The first public demonstration was made by Rick Rashid, Microsoft’s chief research officer, on October 25 at an event in Tianjin, China. “I’m speaking in English and you’ll hear my words in Chinese in my own voice,” Rashid told the audience. The system works by recognizing a person’s words, quickly converting the text into properly ordered Chinese sentences, and then handing those over to speech synthesis software that has been trained to replicate the speaker’s voice.

Video recorded by audience members has been circulating on Chinese social media sites since the demonstration. Rashid presented the demonstration to an English-speaking audience in a blog post today that includes a video.

Microsoft first demonstrated technology that modifies synthesized speech to match a person’s voice earlier this year (see “Software Translates Your Voice Into Another Language”). But this system was only able to speak typed text. The software requires about an hour of training to be able to synthesize speech in a person’s voice, which it does by tweaking a stock text-to-speech model so it makes certain sounds in the same way the speaker does.

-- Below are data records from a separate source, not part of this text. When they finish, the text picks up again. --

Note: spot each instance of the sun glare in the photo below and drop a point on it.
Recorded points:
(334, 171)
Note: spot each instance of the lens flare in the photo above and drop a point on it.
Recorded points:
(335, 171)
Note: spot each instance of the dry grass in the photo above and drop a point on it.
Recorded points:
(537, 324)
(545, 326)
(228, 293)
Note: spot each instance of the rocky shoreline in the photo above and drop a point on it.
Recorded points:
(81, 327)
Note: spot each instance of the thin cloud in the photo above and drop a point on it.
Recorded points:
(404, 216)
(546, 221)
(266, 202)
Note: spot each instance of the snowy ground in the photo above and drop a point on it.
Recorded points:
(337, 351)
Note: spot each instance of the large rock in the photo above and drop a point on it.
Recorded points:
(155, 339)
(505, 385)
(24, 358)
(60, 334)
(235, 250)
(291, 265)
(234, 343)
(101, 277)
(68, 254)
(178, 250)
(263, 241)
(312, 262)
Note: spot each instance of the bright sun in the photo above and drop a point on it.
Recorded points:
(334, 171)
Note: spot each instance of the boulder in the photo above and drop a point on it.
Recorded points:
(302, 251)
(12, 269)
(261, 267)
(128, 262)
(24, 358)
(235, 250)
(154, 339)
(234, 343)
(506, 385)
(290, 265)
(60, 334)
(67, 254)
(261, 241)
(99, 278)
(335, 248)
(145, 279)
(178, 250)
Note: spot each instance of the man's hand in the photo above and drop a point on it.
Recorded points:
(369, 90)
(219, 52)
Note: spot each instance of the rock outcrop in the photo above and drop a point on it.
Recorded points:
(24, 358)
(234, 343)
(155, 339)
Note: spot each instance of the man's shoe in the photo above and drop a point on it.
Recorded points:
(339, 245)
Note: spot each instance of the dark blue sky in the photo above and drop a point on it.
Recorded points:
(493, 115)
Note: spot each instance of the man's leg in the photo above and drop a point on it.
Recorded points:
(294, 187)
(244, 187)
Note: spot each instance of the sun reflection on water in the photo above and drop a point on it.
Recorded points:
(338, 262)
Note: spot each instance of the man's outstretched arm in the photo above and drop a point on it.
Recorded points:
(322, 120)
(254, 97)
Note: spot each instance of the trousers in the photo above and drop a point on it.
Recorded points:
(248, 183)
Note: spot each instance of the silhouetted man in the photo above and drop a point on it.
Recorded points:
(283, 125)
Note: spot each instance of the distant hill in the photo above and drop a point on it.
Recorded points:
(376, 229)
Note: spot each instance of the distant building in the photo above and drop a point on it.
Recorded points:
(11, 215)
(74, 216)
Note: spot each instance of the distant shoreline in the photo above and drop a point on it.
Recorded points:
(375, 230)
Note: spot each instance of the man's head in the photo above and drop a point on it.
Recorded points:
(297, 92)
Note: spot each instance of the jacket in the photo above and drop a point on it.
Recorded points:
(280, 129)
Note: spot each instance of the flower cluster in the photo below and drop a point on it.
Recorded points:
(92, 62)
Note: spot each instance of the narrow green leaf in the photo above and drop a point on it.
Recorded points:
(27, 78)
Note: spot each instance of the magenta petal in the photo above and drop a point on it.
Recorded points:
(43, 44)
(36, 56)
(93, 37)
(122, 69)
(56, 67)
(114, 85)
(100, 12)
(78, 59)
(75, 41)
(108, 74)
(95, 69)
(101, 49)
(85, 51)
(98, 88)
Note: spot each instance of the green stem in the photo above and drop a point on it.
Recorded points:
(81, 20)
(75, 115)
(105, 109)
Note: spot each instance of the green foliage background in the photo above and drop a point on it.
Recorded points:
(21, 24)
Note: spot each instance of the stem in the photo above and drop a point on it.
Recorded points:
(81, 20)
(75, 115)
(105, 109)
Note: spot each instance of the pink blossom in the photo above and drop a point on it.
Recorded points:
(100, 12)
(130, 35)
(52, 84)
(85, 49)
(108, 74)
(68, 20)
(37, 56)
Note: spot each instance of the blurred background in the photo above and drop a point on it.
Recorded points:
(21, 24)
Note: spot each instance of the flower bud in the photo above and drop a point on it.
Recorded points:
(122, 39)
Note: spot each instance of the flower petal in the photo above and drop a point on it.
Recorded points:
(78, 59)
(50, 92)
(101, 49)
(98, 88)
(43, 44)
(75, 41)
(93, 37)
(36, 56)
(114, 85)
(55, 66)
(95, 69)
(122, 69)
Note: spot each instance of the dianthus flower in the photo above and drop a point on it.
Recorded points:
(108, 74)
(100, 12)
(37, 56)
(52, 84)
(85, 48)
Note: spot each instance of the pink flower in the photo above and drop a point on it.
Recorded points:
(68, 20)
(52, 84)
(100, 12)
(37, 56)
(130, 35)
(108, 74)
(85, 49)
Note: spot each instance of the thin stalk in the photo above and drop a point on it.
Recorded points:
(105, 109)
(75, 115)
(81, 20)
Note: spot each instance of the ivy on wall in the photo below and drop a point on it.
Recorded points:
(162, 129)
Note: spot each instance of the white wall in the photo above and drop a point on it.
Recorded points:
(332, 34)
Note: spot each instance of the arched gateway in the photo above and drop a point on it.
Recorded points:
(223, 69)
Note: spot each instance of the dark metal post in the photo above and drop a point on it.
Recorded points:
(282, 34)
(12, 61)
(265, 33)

AT&T has previously shown a live translation system for Spanish and English (see “AT&T Wants to Put Your Voice in Charge of Apps”), and Google is known to have built its own experimental live translators. However, the prototypes developed by these companies do not have the ability to make synthesized speech match the sound of a person’s voice.

The Microsoft system is a demonstration of the company’s latest speech-recognition technology, which is based on learning software modeled on how networks of brain cells operate. In a blog post about the demonstration system, Rashid says that switching to that technology has allowed for the most significant jump in recognition accuracy in decades. “Rather than having one word in four or five incorrect, now the error rate is one word in seven or eight,” he wrote.

Microsoft is not alone in looking to neural networks to improve speech recognition. Google recently began using its own neural network-based technology in its voice recognition apps and services (see “Google Puts Its Virtual Brain Technology to Work”). Adopting this approach delivered between a 20 and a 25 percent improvement in word error rates, Google’s engineers say.

Rashid told MIT Technology Review by e-mail that he and the researchers at Microsoft Research Asia, in Beijing, have not yet used the system to have a conversation with anyone outside the company, but the public demonstration has provoked strong interest.

“What I’ve seen is some combination of excitement, astonishment, and optimism about the future that the technology could bring,” he says.

Rashid says the system is far from perfect, but notes that it is good enough to allow communication where none would otherwise be possible. Engineers working on the neural network-based approach at Microsoft and Google are optimistic they can wring much more power out of the technique, since it is only just being deployed.

“We don’t yet know the limits on accuracy of this technology—it is really too new,” says Rashid. “As we continue to ’train’ the system with more data, it appears to do better and better.”